In 2005, over 170 Palestinian organizations issued a call to the international community asking for the implementation of boycott and divestment initiatives (BDS) to stop human rights abuses against Palestinians by the Israeli government. The initial Palestinian call was signed by a broad coalition that included unions, academics, political parties, cultural groups, and civil society organizations.
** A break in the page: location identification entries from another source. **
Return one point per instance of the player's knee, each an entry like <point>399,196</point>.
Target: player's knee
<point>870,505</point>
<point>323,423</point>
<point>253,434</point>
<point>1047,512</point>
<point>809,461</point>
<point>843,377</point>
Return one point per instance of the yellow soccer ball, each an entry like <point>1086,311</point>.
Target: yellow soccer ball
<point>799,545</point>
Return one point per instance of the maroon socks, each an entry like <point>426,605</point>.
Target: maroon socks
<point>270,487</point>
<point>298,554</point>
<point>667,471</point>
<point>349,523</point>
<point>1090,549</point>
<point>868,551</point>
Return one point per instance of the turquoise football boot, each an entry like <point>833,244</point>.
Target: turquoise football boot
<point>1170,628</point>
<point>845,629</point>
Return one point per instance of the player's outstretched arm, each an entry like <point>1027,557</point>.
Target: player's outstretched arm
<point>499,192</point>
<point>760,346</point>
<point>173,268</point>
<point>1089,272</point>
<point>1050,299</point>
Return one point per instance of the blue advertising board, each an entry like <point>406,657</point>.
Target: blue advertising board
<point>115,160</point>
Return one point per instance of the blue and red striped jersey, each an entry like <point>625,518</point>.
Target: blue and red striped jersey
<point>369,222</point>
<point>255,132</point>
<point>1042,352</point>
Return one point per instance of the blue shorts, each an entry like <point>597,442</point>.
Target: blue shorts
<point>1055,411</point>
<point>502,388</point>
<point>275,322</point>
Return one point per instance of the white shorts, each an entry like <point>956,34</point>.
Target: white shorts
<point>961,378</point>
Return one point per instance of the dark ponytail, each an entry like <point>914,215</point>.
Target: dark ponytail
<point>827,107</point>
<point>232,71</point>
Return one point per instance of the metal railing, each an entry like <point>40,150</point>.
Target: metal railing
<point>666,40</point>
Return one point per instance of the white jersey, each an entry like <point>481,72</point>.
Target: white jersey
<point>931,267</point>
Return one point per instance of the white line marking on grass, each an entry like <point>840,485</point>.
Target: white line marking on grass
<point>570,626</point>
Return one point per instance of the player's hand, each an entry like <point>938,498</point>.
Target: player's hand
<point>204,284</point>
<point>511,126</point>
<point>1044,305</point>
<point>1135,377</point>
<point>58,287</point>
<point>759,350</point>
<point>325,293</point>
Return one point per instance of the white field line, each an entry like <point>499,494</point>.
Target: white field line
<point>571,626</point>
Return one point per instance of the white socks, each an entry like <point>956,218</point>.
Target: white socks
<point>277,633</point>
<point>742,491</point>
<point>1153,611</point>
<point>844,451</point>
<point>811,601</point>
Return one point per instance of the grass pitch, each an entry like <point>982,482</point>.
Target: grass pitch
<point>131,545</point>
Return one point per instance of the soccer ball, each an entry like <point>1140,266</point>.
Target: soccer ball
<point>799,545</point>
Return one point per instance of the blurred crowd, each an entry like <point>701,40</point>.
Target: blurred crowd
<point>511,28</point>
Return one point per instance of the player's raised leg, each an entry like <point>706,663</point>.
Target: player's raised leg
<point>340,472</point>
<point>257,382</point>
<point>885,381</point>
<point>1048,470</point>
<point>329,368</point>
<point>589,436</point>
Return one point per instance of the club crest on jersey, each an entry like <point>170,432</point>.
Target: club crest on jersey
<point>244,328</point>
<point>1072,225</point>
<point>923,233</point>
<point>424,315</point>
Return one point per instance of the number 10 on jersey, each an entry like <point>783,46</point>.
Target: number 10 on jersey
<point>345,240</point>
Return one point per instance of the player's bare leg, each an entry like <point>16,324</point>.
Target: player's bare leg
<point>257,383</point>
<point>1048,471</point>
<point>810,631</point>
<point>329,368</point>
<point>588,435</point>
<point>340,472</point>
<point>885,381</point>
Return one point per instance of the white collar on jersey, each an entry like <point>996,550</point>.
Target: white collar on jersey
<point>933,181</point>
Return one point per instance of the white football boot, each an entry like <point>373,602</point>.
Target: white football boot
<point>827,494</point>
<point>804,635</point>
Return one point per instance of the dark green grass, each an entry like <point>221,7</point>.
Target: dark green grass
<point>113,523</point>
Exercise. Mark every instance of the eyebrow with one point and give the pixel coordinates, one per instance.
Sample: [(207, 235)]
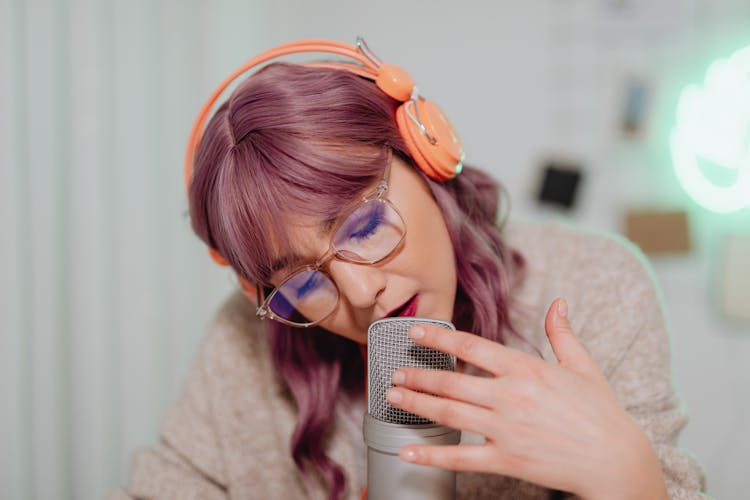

AFSC is supporting and organizing various actions and campaigns and has developed an investment screening tool for individuals and groups to review their investments: investigate.afsc.org.
Invite your congregation to join the campaign and watch this video of AFSC Economic Activism Director Dalit Baum talking about the movement.
Check your own investment portfolio using AFSC’s new investment screening tool.
Learn about and join other active BDS campaigns.
The following organizations in the occupied Palestinian territory and Israel support or engage in popular resistance actions and you can find out more about their work on their websites.
The Boycott National Committee – www.bdsmovement.net
Kairos Palestine – www.kairospalestine.ps
Stop the Wall - www.stopthewall.org
Youth Against Settlements - www.yashebron.org/
Yesh Din - www.yesh-din.org/en/
Taayush - www.taayush.org
Boycott from Within - boycottisrael.info
AFSC in Israel and the occupied Palestinian territory
Since 1948 AFSC has worked in the US, Israel, and the occupied Palestinian territory with Palestinians, Israelis, and other committed activists to support nonviolence, challenge oppression, and (since 1970) to end Israel’s occupation of the Palestinian territories. This work is guided our “Principles for a Just and Lasting Peace in Palestine and Israel”. These principles support the implementation of international human rights and humanitarian law and call for an end to Israel’s occupation of the Palestinian territories, implementation of refugees’ right of return, equality, and justice for Palestinians and Israelis.